Everything else you mentioned is relatively easy to do. However: I don't know how easy Android's API is regarding audio output, or even whether it allows the low-level access to audio playback that this project would require.
Actually, you'll have 2 problems:
Finding the tempo of a song is not easy. The most common method involves autocorrolation, which involves quite a bit of calculus, so I hope you've studied up.
Actually changing the beat of a song without pitch shift is even harder, and still results in sound artifacts in the song. Typically it takes a long time to edit audio in this way, and it takes a lot of tinkering to get the song to sound good. To actually perform this in real time would be very, very hard. The actual process involves taking the Fourier Transform of the audio, shifting the frequency, and taking the inverse Fourier Transform. More calculus, this time with imaginary numbers.

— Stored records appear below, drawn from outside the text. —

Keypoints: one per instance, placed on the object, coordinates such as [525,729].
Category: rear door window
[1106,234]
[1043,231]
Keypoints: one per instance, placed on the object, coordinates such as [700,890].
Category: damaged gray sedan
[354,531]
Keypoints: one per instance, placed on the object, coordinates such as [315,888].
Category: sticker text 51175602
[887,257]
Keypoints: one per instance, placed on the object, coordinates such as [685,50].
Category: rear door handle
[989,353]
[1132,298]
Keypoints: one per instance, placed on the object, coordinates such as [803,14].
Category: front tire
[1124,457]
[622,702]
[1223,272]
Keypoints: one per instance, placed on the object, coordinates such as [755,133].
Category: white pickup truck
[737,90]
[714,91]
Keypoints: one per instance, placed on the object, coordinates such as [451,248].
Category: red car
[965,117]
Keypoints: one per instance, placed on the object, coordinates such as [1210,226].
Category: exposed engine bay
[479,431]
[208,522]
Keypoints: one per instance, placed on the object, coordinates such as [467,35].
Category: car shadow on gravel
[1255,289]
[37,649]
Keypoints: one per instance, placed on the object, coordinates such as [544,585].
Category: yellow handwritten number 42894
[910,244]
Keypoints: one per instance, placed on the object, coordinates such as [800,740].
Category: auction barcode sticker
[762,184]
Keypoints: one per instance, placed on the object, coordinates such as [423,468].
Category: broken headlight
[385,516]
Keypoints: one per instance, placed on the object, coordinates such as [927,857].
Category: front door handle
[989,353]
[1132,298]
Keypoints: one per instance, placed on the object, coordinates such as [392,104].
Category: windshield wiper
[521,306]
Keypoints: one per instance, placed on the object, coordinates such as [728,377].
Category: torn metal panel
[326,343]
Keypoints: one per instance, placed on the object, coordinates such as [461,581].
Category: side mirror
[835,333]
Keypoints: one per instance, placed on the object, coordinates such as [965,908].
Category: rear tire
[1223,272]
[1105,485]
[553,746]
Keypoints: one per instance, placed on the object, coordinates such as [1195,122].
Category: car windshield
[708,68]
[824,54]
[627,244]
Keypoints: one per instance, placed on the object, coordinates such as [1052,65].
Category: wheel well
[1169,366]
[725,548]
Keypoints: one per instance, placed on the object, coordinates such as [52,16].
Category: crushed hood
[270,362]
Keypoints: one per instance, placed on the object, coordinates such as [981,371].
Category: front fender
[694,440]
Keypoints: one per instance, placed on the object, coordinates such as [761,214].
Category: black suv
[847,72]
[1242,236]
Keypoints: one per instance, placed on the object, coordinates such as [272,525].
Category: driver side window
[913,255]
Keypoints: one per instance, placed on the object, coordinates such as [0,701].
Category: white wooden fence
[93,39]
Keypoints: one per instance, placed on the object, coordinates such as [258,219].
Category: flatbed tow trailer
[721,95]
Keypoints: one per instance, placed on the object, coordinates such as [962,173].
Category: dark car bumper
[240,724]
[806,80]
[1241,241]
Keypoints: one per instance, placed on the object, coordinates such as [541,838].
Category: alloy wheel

If you really want to work on this I suggest taking a class in signals and systems from an Electrical Engineering department.
Perhaps an easier idea: Find the tempo of all the songs in a user's library, and just focus on playing songs with a close beat to the jogger's pace. You still need to do #1 but you don't need to worry about #2.
Changing the audio speed on the fly is definetly doable; I'm not sure if it's doable on the G1.
Rather than writing your own source I would recommend looking at the MythTV source and/or the mplayer source code. They both support speeding up video playback while compensating the audio.
http://picard.exceed.hu/tcpmp/test/
tcpmp did all that you asked for on an iddy biddy Palm Centro... And More, Including Video! If it can be done on a Palm Centro, it sure as heck can be done on the Android!!